Friday, 19 September 2008

Image of the week #3

Another one from the Suez Rift. This is my former colleague Chris Ott (hi Chris!), standing in front of a syn-rift boulder conglomerate containing various pre-rift and syn-rift clasts (the one to the right of Chris is probably a Precambrian basement basalt clast). These are actually some of the smaller clasts in the conglomerate: lower down in the same unit there are limestone blocks that are several tens of metres across, which makes mapping in the area "interesting". The unit is in the steeply dipping limb of a fault-propagation syncline in the hanging wall of a major block-bounding normal fault that was active during deposition. It is interpreted as a debris flow triggered by slope collapse.

Friday, 12 September 2008

Image of the week #2

This is from my PhD thesis. Although at first sight it probably looks like a cross-section through a fold/thrust belt, the scale is somewhat different. It's actually a scan of a large thin section. The folds and thrusts are a small-scale slump in finely interbedded sandstone and mudstone of the Albert Formation of New Brunswick, Canada. The base of the slump cuts down through the underlying stratigraphy from left to right. Having measured up a large number of folds in similar slump beds, I found that the palaeoslope was roughly perpenicular to the local faults. So these slumps may have formed during fault-induced slope instability.

Friday, 5 September 2008

Image of the week #1

This is an idea that I've blatantly stolen from the Clastic Detritus blog. Each Friday I'll put up an image: probably mainly field photographs, but also computer-generated images and such like from my digital outcrop mapping research.
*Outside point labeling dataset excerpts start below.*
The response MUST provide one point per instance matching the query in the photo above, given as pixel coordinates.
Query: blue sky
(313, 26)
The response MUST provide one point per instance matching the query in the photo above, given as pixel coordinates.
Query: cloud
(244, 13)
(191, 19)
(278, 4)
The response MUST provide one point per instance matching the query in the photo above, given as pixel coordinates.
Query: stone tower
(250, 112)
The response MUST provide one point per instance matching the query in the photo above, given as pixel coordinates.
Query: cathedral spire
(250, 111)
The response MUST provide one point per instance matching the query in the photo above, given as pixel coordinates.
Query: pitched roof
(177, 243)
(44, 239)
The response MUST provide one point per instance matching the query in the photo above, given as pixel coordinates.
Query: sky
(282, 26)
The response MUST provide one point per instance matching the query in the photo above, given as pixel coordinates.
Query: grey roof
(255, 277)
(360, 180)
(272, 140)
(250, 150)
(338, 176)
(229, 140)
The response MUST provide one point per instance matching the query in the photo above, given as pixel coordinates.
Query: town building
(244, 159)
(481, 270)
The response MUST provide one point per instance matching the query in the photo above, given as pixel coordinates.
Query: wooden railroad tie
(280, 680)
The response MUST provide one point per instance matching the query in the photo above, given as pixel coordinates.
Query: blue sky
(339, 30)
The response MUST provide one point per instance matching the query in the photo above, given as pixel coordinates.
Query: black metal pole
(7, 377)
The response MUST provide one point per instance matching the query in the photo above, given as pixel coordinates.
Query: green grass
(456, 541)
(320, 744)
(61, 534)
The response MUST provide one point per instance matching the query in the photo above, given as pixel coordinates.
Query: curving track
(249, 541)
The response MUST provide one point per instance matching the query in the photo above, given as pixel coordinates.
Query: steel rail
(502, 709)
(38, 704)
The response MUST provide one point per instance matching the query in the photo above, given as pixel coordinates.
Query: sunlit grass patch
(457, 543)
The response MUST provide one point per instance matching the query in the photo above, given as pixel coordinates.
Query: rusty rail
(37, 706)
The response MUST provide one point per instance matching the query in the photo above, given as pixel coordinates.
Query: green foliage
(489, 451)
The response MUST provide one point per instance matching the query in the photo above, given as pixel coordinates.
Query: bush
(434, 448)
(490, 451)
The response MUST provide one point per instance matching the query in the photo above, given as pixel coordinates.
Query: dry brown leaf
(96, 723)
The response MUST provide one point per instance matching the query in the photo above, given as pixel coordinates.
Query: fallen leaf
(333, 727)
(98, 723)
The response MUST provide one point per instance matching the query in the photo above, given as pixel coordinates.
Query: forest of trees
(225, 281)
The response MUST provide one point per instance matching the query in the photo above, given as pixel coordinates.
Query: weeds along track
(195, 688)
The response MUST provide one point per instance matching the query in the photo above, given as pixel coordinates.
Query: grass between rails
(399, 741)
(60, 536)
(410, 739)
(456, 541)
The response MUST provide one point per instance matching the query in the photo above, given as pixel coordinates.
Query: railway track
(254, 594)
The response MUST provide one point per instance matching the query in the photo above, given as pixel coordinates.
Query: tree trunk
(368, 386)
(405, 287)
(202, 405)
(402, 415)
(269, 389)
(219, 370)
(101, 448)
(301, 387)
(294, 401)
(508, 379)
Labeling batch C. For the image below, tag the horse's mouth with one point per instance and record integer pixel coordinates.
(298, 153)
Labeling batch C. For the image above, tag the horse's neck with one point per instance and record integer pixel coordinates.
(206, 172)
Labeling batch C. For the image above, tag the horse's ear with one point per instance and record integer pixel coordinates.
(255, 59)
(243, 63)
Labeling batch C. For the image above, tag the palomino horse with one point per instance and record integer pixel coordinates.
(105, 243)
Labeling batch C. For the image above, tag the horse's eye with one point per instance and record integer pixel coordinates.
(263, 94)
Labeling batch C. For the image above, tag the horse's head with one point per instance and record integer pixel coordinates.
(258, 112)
This week's image is a nice example of a fault zone from the Suez rift, Egypt (There will probably be a lot of images from Egypt in this series). This is the Nukhul fault, juxtposing Cretaceous chalk of the pre-rift Sudr Formation against the syn-rift Miocene Abu Zenima and Nukhul formations. A sliver of Eocene pre-rift Darat Formation is caught between the paired slip surfaces of the main fault zone, and is internally deformed. In the hanging wall of the main fault zone (to the right), a series of minor faults occur in a damage zone about 50 m wide. The minor faults tip out downward, with one fault showing a duplex pattern near its tip as it merges into bedding.